Forming a study habit - Study environment

We have spoken about the 'when' to study (see Forming a study habit-Time of day) now comes the equally important question of 'where?'

I feel the most important factor in any study environment is accessibility. I ask myself, "How can I get there?". I am most likely to study in; the kitchen, my bedroom or a tram going to work. You are unlikely to find me in a coffee shop or library, they're just not part of my daily routine.

The best, by far is the kitchen. It has a table and chairs and no TV. There is not a lot that I can be distracted by, and no worry of being so comfortable that I slack off. The kitchen feels a productive environment, producing great meals that power my day. Every day I am in the kitchen, one way or another.

The next best is the morning tram, I get this every Monday to Friday. With my recent experiments, the earlier the tram, the quieter it is. The downside to this option is the lack of table space. This is especially problematic when using both a book and my laptop. It requires extra effort, but I have benefitted from typing up the problems first, a few nights before so that I can have a go at solving them on my journey.

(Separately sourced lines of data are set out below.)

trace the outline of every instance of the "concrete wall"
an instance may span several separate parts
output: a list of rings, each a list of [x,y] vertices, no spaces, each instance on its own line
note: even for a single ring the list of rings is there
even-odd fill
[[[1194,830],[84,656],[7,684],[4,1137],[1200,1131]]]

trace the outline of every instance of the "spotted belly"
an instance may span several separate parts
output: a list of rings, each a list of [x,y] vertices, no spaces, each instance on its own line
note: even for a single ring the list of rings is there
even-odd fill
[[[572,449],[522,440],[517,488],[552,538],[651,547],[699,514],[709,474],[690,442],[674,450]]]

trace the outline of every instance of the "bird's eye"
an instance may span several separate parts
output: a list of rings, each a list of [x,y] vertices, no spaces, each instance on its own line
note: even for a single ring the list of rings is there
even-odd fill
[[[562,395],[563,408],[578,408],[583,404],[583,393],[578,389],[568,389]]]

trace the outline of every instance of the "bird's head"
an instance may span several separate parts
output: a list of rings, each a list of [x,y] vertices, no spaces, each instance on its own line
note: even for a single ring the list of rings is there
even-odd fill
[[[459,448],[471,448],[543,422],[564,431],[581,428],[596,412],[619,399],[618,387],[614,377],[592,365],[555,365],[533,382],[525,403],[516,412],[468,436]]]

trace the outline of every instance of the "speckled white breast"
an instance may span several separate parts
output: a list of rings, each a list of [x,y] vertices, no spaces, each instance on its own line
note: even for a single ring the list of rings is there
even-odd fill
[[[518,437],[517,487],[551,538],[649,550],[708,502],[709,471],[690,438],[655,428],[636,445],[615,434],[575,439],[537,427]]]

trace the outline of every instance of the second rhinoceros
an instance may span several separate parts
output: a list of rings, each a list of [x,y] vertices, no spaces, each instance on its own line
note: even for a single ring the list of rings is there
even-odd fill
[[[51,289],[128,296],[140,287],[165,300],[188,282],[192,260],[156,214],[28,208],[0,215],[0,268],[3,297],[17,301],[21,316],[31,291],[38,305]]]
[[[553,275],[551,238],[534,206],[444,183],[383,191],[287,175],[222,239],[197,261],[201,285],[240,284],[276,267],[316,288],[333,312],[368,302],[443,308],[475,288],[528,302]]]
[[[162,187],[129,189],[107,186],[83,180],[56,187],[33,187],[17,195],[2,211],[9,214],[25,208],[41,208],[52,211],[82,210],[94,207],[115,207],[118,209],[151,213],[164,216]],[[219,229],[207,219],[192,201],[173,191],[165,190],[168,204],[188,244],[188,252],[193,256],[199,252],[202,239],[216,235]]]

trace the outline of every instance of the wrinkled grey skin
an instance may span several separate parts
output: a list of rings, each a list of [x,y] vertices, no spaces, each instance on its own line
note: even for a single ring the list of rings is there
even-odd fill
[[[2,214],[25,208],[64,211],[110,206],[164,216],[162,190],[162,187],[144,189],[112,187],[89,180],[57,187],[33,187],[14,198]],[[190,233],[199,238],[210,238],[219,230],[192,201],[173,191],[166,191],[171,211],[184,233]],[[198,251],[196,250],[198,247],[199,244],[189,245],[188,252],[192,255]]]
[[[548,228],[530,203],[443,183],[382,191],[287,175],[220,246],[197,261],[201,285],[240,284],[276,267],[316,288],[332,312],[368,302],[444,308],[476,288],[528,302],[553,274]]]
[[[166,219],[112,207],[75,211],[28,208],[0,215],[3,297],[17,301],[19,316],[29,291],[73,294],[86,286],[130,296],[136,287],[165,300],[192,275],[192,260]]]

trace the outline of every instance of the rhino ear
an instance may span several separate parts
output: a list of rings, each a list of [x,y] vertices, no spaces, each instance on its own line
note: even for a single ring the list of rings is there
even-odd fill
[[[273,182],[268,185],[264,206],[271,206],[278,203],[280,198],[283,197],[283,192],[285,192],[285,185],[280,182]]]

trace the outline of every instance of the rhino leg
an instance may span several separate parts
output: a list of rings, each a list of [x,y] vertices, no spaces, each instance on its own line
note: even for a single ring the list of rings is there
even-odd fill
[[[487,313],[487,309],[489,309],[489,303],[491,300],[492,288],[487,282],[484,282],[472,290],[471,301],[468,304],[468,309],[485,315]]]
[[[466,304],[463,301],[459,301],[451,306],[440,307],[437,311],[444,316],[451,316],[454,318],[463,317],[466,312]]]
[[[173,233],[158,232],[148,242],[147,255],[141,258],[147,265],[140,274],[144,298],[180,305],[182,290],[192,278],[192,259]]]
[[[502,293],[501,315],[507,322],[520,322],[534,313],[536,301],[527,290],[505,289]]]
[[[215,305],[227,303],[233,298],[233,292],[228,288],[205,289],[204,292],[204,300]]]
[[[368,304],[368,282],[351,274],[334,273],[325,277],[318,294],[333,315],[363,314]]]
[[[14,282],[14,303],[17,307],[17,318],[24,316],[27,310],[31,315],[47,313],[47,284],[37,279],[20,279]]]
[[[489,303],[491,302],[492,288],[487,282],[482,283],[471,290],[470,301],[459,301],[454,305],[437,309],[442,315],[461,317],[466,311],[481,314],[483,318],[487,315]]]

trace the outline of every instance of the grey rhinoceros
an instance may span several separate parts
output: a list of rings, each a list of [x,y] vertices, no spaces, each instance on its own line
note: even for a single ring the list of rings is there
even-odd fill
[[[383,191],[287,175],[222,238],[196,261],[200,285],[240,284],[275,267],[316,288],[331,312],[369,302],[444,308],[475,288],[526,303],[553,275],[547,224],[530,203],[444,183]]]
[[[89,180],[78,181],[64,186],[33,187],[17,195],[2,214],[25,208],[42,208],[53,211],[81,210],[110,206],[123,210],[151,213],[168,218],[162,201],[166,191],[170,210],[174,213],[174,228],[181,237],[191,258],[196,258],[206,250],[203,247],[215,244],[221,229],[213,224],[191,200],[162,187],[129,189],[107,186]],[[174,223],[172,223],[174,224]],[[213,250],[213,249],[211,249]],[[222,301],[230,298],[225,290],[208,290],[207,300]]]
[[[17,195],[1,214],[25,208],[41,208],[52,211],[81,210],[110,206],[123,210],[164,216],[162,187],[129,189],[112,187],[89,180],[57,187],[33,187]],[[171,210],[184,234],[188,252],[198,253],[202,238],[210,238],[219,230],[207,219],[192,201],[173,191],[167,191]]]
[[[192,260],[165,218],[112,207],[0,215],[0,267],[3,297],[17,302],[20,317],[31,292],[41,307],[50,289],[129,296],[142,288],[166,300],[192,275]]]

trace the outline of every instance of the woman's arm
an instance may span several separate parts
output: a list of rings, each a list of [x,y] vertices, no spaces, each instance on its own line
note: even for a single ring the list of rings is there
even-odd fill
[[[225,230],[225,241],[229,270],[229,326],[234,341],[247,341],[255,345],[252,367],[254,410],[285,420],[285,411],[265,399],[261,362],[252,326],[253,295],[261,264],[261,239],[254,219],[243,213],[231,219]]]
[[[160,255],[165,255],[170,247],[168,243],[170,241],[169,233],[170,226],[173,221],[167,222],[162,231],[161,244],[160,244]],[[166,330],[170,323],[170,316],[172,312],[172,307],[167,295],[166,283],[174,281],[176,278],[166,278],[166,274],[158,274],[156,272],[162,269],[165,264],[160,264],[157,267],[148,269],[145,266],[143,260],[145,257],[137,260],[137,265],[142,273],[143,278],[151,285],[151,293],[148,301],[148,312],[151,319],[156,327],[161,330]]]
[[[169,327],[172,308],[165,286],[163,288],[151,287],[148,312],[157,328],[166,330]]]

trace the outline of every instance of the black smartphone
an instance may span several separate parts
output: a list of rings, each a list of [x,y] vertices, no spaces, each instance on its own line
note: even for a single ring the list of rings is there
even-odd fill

Likelihood of interruption is another major factor. My desk at work can be the least productive environments for me. As part of my role, I am there to support my team and I welcome interruptions. My living room can also be full of distraction. These areas highlight a significant point. When in the presence of family, friends and colleagues, I should give them my whole attention. I believe that relationships require effort and I should invest in these relationships.

Another example I have around habits and their environments are exercise equipment. When I put the equipment in the spare bedroom, I would go days without using them. The same problem happened when they were in the living room. These rooms weren't part of my daily routine. "Out of sight, out of mind" right?